Zweites Problem: die Betriebsamkeit. Plötzlich werden alle lang gehegten guten Vorhaben in die Tat umgesetzt. Jeder joggt, skatet, radelt oder rennt sonst irgendwie durch die Gegend, nur um sich an frischer Luft sportlich zu betätigen und die vorgenommenen 10 Kilo vom Winter wieder abzuspecken. Manche kaufen sich eigens dafür sogar einen Hund. Für die Motivation. Denn wenn der muss, dann muss man auch - raus und rennen. Ich habe da aber gar keine Lust drauf. Und schon – zack – kriegt man ein schlechtes Gewissen. Denn schließlich machen das ja alle so.

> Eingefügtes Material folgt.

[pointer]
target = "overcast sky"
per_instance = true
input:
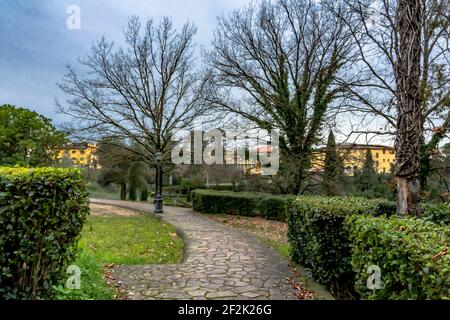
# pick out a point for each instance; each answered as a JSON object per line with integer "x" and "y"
{"x": 35, "y": 43}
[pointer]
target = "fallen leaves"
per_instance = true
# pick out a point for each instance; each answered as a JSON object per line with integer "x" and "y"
{"x": 302, "y": 291}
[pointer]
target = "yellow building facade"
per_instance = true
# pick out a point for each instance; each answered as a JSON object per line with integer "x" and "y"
{"x": 80, "y": 154}
{"x": 353, "y": 156}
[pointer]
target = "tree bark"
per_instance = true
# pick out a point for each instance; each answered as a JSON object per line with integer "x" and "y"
{"x": 123, "y": 191}
{"x": 407, "y": 142}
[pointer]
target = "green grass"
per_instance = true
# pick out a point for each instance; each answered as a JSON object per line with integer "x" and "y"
{"x": 282, "y": 248}
{"x": 93, "y": 286}
{"x": 98, "y": 192}
{"x": 141, "y": 239}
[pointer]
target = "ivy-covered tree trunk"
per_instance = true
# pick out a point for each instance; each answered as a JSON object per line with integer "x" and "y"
{"x": 123, "y": 191}
{"x": 332, "y": 170}
{"x": 407, "y": 142}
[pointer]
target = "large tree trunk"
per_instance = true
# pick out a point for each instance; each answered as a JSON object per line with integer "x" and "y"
{"x": 123, "y": 191}
{"x": 407, "y": 142}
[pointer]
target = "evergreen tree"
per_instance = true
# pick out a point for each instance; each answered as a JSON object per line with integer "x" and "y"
{"x": 332, "y": 167}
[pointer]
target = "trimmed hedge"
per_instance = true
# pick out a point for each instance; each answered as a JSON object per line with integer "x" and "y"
{"x": 240, "y": 203}
{"x": 320, "y": 239}
{"x": 326, "y": 239}
{"x": 412, "y": 255}
{"x": 42, "y": 212}
{"x": 437, "y": 213}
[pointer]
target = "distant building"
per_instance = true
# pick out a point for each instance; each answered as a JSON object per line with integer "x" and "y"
{"x": 353, "y": 156}
{"x": 80, "y": 154}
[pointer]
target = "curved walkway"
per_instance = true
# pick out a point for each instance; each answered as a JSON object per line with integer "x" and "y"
{"x": 219, "y": 263}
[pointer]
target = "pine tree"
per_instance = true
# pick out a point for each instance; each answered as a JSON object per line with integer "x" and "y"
{"x": 332, "y": 167}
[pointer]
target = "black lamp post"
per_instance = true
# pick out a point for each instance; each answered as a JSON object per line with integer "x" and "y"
{"x": 159, "y": 198}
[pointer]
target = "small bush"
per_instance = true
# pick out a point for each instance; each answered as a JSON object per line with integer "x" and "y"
{"x": 239, "y": 203}
{"x": 272, "y": 207}
{"x": 222, "y": 187}
{"x": 221, "y": 202}
{"x": 320, "y": 239}
{"x": 438, "y": 213}
{"x": 412, "y": 255}
{"x": 42, "y": 212}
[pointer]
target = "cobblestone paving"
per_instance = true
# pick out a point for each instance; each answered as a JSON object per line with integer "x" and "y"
{"x": 219, "y": 263}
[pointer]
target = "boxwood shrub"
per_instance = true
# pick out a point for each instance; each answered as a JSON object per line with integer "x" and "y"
{"x": 412, "y": 255}
{"x": 331, "y": 237}
{"x": 42, "y": 212}
{"x": 320, "y": 239}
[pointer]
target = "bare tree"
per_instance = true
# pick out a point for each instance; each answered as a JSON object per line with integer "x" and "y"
{"x": 407, "y": 143}
{"x": 375, "y": 26}
{"x": 141, "y": 94}
{"x": 286, "y": 62}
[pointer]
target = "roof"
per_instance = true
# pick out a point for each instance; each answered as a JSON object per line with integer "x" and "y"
{"x": 362, "y": 146}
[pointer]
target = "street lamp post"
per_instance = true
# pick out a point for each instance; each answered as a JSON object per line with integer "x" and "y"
{"x": 159, "y": 198}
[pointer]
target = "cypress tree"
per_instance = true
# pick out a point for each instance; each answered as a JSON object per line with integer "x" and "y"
{"x": 332, "y": 167}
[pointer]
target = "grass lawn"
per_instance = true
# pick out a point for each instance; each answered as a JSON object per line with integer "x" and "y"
{"x": 119, "y": 236}
{"x": 140, "y": 239}
{"x": 274, "y": 233}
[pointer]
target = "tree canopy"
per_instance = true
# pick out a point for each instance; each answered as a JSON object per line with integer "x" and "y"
{"x": 27, "y": 138}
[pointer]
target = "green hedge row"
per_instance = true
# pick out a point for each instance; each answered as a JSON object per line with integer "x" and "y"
{"x": 326, "y": 238}
{"x": 42, "y": 212}
{"x": 320, "y": 240}
{"x": 438, "y": 213}
{"x": 412, "y": 255}
{"x": 240, "y": 203}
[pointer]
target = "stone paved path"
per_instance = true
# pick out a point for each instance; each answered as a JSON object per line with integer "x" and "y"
{"x": 219, "y": 263}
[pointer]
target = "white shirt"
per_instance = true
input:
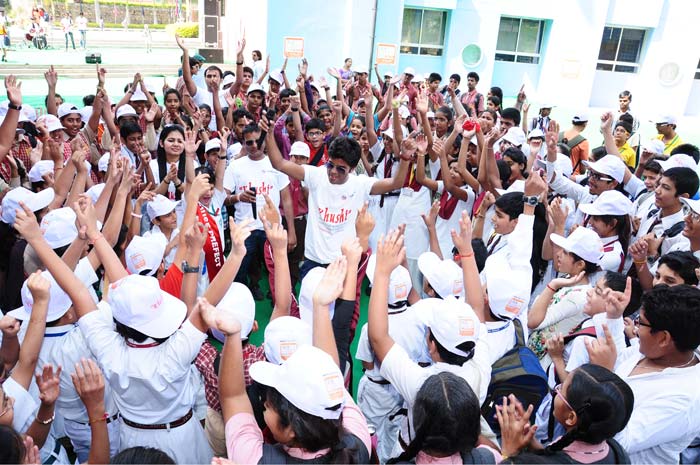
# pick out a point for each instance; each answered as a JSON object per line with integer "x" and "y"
{"x": 151, "y": 385}
{"x": 243, "y": 174}
{"x": 332, "y": 211}
{"x": 665, "y": 418}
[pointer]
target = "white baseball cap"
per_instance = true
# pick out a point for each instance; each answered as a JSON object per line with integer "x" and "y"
{"x": 126, "y": 110}
{"x": 283, "y": 336}
{"x": 159, "y": 206}
{"x": 309, "y": 379}
{"x": 139, "y": 303}
{"x": 138, "y": 96}
{"x": 612, "y": 165}
{"x": 306, "y": 295}
{"x": 399, "y": 281}
{"x": 452, "y": 322}
{"x": 583, "y": 242}
{"x": 255, "y": 87}
{"x": 66, "y": 109}
{"x": 608, "y": 203}
{"x": 34, "y": 200}
{"x": 212, "y": 144}
{"x": 40, "y": 168}
{"x": 239, "y": 302}
{"x": 444, "y": 276}
{"x": 515, "y": 136}
{"x": 679, "y": 160}
{"x": 145, "y": 253}
{"x": 59, "y": 301}
{"x": 300, "y": 149}
{"x": 58, "y": 227}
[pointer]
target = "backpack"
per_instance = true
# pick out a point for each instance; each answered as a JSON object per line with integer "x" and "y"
{"x": 519, "y": 373}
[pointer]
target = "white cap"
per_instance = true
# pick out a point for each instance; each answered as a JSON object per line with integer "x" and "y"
{"x": 239, "y": 302}
{"x": 40, "y": 168}
{"x": 145, "y": 253}
{"x": 612, "y": 165}
{"x": 309, "y": 379}
{"x": 126, "y": 110}
{"x": 139, "y": 303}
{"x": 95, "y": 191}
{"x": 515, "y": 136}
{"x": 306, "y": 295}
{"x": 59, "y": 301}
{"x": 58, "y": 227}
{"x": 159, "y": 206}
{"x": 255, "y": 87}
{"x": 52, "y": 123}
{"x": 138, "y": 96}
{"x": 228, "y": 79}
{"x": 444, "y": 276}
{"x": 66, "y": 109}
{"x": 583, "y": 242}
{"x": 300, "y": 149}
{"x": 679, "y": 160}
{"x": 103, "y": 162}
{"x": 452, "y": 322}
{"x": 665, "y": 119}
{"x": 212, "y": 144}
{"x": 35, "y": 202}
{"x": 399, "y": 281}
{"x": 283, "y": 336}
{"x": 608, "y": 203}
{"x": 537, "y": 132}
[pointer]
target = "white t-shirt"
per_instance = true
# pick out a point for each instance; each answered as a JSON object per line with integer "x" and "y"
{"x": 244, "y": 173}
{"x": 332, "y": 211}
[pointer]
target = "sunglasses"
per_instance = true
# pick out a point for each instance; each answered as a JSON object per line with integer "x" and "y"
{"x": 340, "y": 169}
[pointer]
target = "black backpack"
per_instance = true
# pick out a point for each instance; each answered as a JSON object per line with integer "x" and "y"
{"x": 519, "y": 373}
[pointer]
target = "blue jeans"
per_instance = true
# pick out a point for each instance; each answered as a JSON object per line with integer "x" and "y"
{"x": 254, "y": 251}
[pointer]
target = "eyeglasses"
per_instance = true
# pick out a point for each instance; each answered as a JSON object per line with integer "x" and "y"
{"x": 340, "y": 169}
{"x": 557, "y": 390}
{"x": 599, "y": 177}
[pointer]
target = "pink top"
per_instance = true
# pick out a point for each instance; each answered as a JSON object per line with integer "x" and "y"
{"x": 244, "y": 440}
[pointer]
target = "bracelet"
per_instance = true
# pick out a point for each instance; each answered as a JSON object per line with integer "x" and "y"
{"x": 104, "y": 417}
{"x": 46, "y": 422}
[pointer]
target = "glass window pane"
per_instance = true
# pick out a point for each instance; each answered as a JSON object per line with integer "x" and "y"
{"x": 608, "y": 46}
{"x": 630, "y": 45}
{"x": 433, "y": 27}
{"x": 410, "y": 32}
{"x": 529, "y": 41}
{"x": 508, "y": 34}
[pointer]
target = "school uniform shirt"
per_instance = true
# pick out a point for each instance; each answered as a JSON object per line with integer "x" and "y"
{"x": 243, "y": 174}
{"x": 332, "y": 211}
{"x": 665, "y": 417}
{"x": 444, "y": 227}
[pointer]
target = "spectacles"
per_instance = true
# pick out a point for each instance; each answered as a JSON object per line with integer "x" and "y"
{"x": 557, "y": 390}
{"x": 340, "y": 169}
{"x": 599, "y": 177}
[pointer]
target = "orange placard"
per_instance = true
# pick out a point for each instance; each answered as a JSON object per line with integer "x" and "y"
{"x": 293, "y": 47}
{"x": 386, "y": 54}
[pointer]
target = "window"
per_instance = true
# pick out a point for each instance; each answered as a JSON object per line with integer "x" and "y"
{"x": 620, "y": 49}
{"x": 423, "y": 32}
{"x": 519, "y": 40}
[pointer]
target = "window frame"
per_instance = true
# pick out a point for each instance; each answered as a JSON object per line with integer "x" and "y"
{"x": 515, "y": 54}
{"x": 419, "y": 46}
{"x": 616, "y": 63}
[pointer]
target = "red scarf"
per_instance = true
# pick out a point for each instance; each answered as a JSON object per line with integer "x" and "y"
{"x": 213, "y": 248}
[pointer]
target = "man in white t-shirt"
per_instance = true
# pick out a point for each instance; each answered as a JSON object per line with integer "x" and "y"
{"x": 247, "y": 180}
{"x": 335, "y": 194}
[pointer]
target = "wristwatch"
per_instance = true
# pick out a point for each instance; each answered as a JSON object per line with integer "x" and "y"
{"x": 531, "y": 200}
{"x": 186, "y": 268}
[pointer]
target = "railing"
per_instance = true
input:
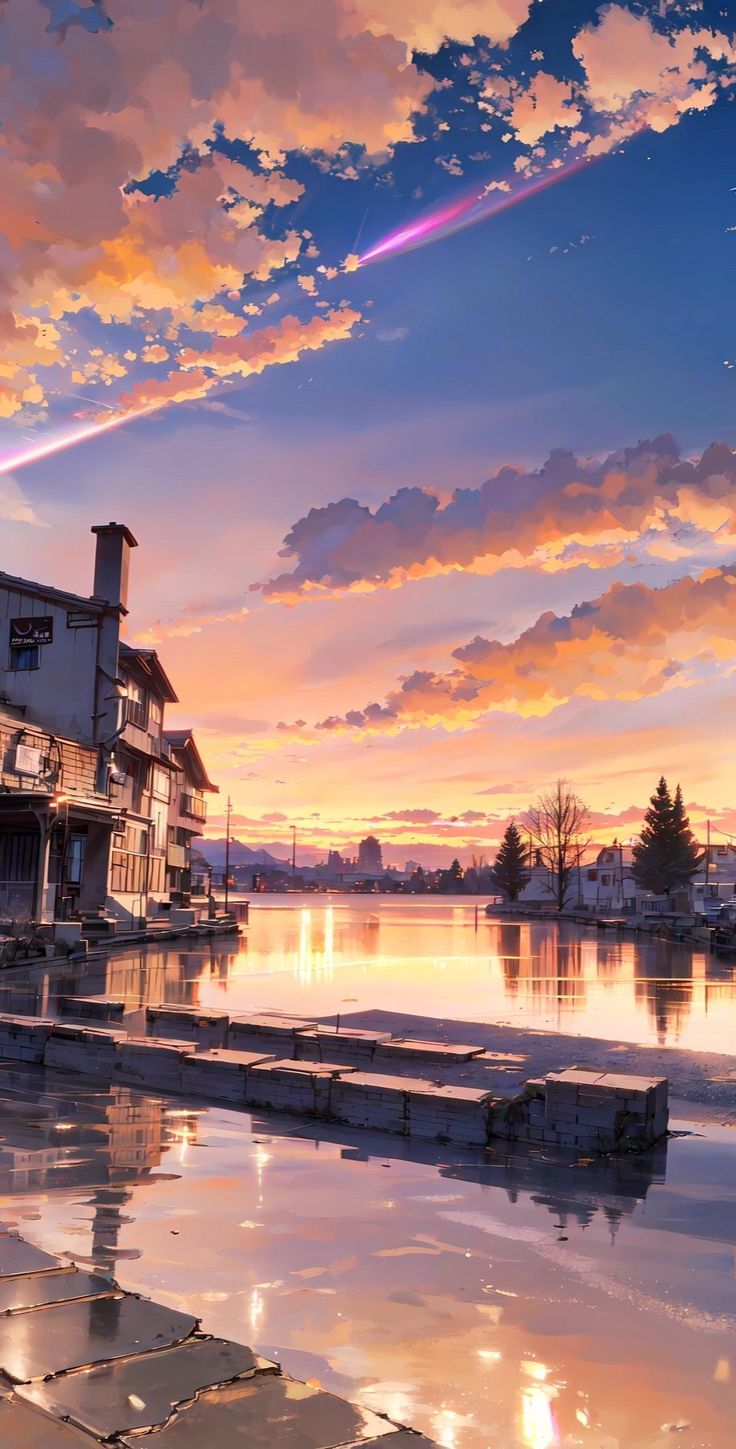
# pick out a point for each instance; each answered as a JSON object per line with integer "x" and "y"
{"x": 136, "y": 713}
{"x": 18, "y": 902}
{"x": 193, "y": 806}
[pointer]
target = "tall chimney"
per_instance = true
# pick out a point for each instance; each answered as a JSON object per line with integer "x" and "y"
{"x": 112, "y": 561}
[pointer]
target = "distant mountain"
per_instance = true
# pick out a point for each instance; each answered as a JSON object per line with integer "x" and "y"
{"x": 276, "y": 854}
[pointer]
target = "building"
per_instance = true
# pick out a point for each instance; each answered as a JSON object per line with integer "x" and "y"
{"x": 99, "y": 803}
{"x": 370, "y": 857}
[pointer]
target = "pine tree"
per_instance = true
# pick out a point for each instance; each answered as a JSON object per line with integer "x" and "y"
{"x": 686, "y": 854}
{"x": 665, "y": 855}
{"x": 510, "y": 871}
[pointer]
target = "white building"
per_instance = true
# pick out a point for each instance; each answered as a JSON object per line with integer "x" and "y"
{"x": 99, "y": 806}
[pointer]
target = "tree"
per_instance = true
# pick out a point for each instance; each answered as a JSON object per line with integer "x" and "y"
{"x": 557, "y": 825}
{"x": 665, "y": 855}
{"x": 510, "y": 871}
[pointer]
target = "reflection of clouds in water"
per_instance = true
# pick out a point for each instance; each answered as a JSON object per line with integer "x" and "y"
{"x": 683, "y": 1313}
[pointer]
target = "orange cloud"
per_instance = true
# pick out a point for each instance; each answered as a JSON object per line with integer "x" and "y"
{"x": 628, "y": 644}
{"x": 568, "y": 512}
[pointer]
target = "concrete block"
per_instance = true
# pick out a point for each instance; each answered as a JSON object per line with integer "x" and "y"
{"x": 448, "y": 1054}
{"x": 148, "y": 1062}
{"x": 184, "y": 1023}
{"x": 219, "y": 1074}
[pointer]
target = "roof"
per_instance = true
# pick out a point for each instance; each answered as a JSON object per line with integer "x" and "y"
{"x": 151, "y": 665}
{"x": 181, "y": 741}
{"x": 58, "y": 596}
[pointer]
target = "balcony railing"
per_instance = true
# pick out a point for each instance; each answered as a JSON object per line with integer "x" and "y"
{"x": 193, "y": 806}
{"x": 136, "y": 713}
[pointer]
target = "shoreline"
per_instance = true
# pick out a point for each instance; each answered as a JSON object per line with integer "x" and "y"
{"x": 703, "y": 1078}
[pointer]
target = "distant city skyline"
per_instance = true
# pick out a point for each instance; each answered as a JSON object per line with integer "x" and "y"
{"x": 357, "y": 315}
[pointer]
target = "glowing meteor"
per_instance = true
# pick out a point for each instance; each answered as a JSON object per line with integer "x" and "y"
{"x": 15, "y": 458}
{"x": 445, "y": 220}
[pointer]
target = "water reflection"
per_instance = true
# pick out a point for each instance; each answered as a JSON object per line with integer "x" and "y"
{"x": 448, "y": 1300}
{"x": 348, "y": 954}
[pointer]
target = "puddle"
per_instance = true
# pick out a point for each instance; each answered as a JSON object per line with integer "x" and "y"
{"x": 516, "y": 1303}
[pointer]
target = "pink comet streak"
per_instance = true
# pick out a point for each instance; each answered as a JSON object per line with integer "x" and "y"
{"x": 446, "y": 220}
{"x": 45, "y": 448}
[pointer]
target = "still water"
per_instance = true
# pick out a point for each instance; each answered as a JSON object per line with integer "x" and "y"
{"x": 320, "y": 955}
{"x": 507, "y": 1301}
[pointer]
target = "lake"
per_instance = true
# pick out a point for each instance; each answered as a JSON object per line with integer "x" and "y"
{"x": 325, "y": 955}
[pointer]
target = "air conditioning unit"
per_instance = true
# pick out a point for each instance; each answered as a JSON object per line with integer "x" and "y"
{"x": 28, "y": 761}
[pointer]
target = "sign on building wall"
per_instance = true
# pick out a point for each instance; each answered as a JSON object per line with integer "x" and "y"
{"x": 25, "y": 632}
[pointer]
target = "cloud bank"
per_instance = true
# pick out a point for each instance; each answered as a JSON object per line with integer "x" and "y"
{"x": 628, "y": 644}
{"x": 646, "y": 499}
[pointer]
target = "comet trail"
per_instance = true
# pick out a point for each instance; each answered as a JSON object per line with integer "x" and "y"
{"x": 10, "y": 461}
{"x": 433, "y": 226}
{"x": 446, "y": 220}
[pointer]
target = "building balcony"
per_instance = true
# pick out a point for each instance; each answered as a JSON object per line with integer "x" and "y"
{"x": 193, "y": 806}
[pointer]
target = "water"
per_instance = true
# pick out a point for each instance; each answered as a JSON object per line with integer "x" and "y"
{"x": 504, "y": 1303}
{"x": 328, "y": 955}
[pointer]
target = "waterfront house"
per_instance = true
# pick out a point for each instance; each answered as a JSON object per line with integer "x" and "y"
{"x": 99, "y": 804}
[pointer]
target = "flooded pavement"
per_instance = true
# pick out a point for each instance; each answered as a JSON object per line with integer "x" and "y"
{"x": 322, "y": 957}
{"x": 490, "y": 1301}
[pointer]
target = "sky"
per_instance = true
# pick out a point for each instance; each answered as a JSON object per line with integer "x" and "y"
{"x": 403, "y": 338}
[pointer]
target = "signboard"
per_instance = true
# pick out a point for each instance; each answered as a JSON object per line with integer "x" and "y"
{"x": 28, "y": 761}
{"x": 25, "y": 632}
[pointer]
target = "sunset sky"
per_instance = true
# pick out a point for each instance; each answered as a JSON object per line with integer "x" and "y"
{"x": 417, "y": 329}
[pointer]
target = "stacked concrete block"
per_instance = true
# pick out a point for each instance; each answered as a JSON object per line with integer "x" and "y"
{"x": 219, "y": 1074}
{"x": 142, "y": 1061}
{"x": 442, "y": 1054}
{"x": 90, "y": 1051}
{"x": 604, "y": 1110}
{"x": 23, "y": 1038}
{"x": 287, "y": 1086}
{"x": 329, "y": 1044}
{"x": 273, "y": 1033}
{"x": 371, "y": 1100}
{"x": 460, "y": 1115}
{"x": 184, "y": 1023}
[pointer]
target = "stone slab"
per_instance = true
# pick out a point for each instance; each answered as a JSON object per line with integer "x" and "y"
{"x": 144, "y": 1391}
{"x": 18, "y": 1257}
{"x": 267, "y": 1412}
{"x": 36, "y": 1290}
{"x": 449, "y": 1054}
{"x": 25, "y": 1427}
{"x": 73, "y": 1335}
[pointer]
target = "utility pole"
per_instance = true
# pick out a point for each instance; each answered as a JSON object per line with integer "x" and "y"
{"x": 228, "y": 812}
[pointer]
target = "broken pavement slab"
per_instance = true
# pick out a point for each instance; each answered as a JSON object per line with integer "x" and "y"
{"x": 268, "y": 1412}
{"x": 25, "y": 1427}
{"x": 71, "y": 1335}
{"x": 144, "y": 1391}
{"x": 38, "y": 1290}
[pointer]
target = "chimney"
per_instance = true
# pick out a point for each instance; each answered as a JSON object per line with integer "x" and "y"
{"x": 112, "y": 561}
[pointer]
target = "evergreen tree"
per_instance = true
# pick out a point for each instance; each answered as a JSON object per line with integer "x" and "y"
{"x": 510, "y": 871}
{"x": 665, "y": 855}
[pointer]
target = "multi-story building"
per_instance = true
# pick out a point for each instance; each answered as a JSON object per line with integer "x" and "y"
{"x": 99, "y": 804}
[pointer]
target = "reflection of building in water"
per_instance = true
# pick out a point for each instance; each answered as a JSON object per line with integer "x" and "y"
{"x": 109, "y": 1139}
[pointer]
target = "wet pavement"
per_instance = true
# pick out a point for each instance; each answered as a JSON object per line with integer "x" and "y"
{"x": 322, "y": 957}
{"x": 488, "y": 1300}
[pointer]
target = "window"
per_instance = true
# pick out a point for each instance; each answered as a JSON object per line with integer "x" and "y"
{"x": 26, "y": 657}
{"x": 76, "y": 859}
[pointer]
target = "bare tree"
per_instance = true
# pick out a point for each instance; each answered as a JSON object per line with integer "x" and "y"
{"x": 557, "y": 825}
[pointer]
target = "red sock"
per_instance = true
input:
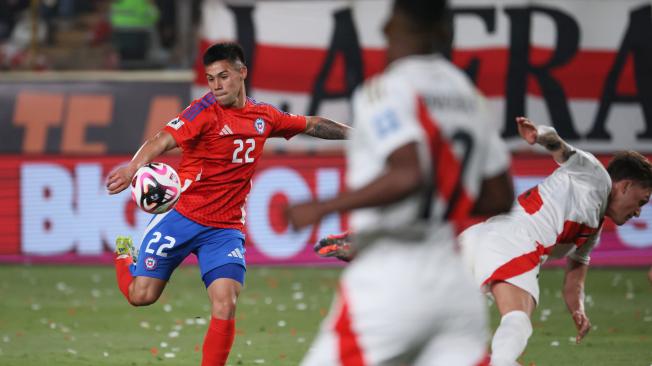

Drittes Problem: wenn draußen die Sonne scheint, will ich draußen sein. Das liegt scheinbar in des Deutschen Natur, weil die Sonne ja so selten scheint. Hat man aber was zu tun, stellt sich sofort das schlechte Gewissen ein, und zwar immer! Gehst du deinem Gefühl nach und nach draußen, schreit das schlechte Gewissen: Du sollst arbeiten! Bleibst du drinnen und arbeitest brav, brüllt es: Geh raus bei dem schönen Wetter! Fazit: permanent schlechtes Gewissen. Da hab ich doch lieber trübes Wetter - kein schlechtes Gewissen und die Arbeit wird gemacht.

Schließlich gibt es ja auch noch die Wochenenden und Feiertage. Da könnte man dann ja mal ohne schlechtes Gewissen raus – denken sich alle anderen auch. Und so verbringt man die freien Tage dann im Stau auf der Autobahn oder in überfüllten Zügen. Immerhin scheint da dann die Sonne noch zum Fenster rein und es ist sogar windgeschützt. Alternativ steht man mit dem Fahrrad im Smog oder sucht vergebens nach einer Abstellmöglichkeit für den Drahtesel, der in diesen Tagen nicht selten zum Packesel mutiert, weil man ja für alle Gelegenheiten gewappnet sein muss.

Fazit: Frühling ist nur dann schön, wenn man sich darauf vorbereiten kann. Also warte ich die erste Sonnenwelle ab und gehe erst später raus. Dann bin ich gut vorbereitet, habe kein schlechtes Gewissen mehr (schließlich ist ja schon seit Wochen schönes Wetter) und die erste Betriebsamkeit hat sich auch etwas gelegt. Falls nicht, gehe ich einfach bei Regen raus. Da kann ich mich anziehen, wie ich will, und ich habe definitiv meine Ruhe.